Challenges of this approach

No model or system is perfect and I’ve had to deal with quite a few challenges when building this, including:

  • Balancing the ratings so that they change quickly enough to be relevant but not to overreact too much to “form”. I’ve back-tested a variety of different equations and weighting factors using data from previous seasons to get the optimum balance, but if a team undergoes major changes then it may take the rating a while to catch up.
  • Adjusting a team’s ratings when they move between divisions. When a team is promoted or relegated I amend their ratings based on an “exchange rate” derived from how the performances of previous teams have changed, but again much depends on how many changes the club makes in response to their new circumstances.
  • Compromising between prediction and explanation. When building the model that powers the ratings I ran a series of tests to see which equations and factors gave the most realistic results, but quickly discovered that some matched a team’s recent performances more closely while others were better at predicting how they would do in future. As I value both and only want to operate one set of ratings, I’ve chosen the approach which gives the best combined result, but this means that it’s neither as explanatory or predictive as it would be if I’d picked just one.
The name

Given that “Experimental 361’s Expected Goal Elo-style Rating” is both horrible and has lots of ‘e’s in it, I’ll just be calling them “E ratings”.

Using these ratings

The motivation for doing all of this in the first place was to come up with something a bit more rigorous and explanatory to complement my scatter plots, which are powered by raw shot counts and therefore omit valuable information about where shots are coming from.
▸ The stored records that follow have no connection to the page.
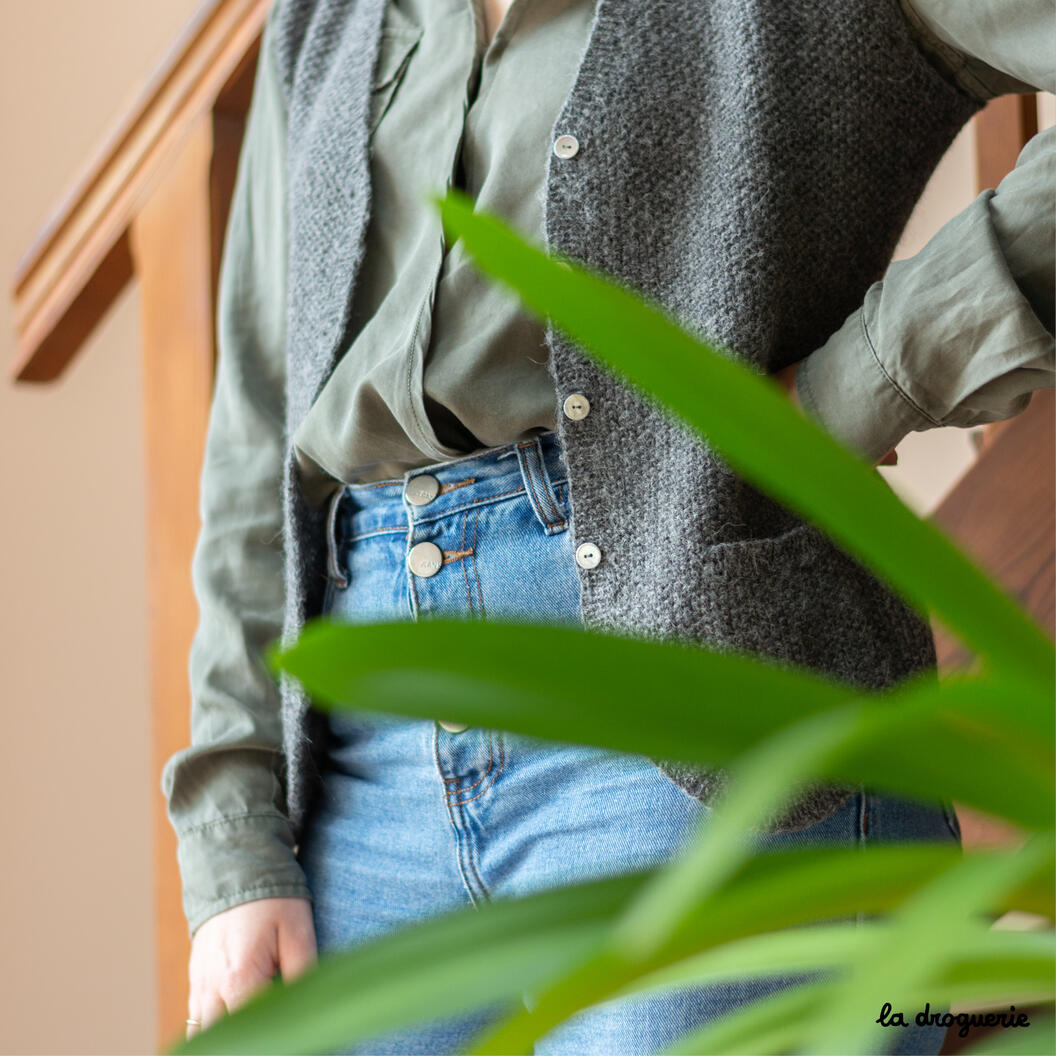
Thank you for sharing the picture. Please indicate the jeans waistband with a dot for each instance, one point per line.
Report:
(533, 467)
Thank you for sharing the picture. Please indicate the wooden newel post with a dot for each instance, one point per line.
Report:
(172, 248)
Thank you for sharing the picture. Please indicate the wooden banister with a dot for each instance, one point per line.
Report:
(79, 263)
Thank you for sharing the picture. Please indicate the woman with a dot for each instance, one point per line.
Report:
(439, 452)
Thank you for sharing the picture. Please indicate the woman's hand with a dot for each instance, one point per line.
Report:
(786, 378)
(240, 950)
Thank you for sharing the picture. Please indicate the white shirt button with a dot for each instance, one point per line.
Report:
(577, 407)
(453, 727)
(587, 555)
(425, 559)
(421, 489)
(566, 146)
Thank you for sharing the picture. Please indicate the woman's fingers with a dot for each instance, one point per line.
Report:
(237, 953)
(297, 940)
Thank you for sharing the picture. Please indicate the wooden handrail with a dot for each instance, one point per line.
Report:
(80, 261)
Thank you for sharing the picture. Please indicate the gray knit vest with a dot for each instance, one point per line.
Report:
(750, 165)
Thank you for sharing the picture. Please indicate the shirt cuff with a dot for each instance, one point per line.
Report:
(843, 387)
(234, 860)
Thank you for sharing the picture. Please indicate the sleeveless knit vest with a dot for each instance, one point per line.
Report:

The current plan is to use them to:

  • Preview matches and rounds of fixtures in a bit more detail – knowing about each team’s attacking and defensive strength, plus which way these numbers are moving, should prove useful.
  • Review matches after they’ve been played – and the season so far – to assess how teams are performing compared to each other and to individual expectations.
  • Model and simulate matches – and the rest of the season – to try and predict what could happen in future. This system is aimed at being more explanatory than predictive, but some simple simulations using these ratings as inputs should still provide something of interest.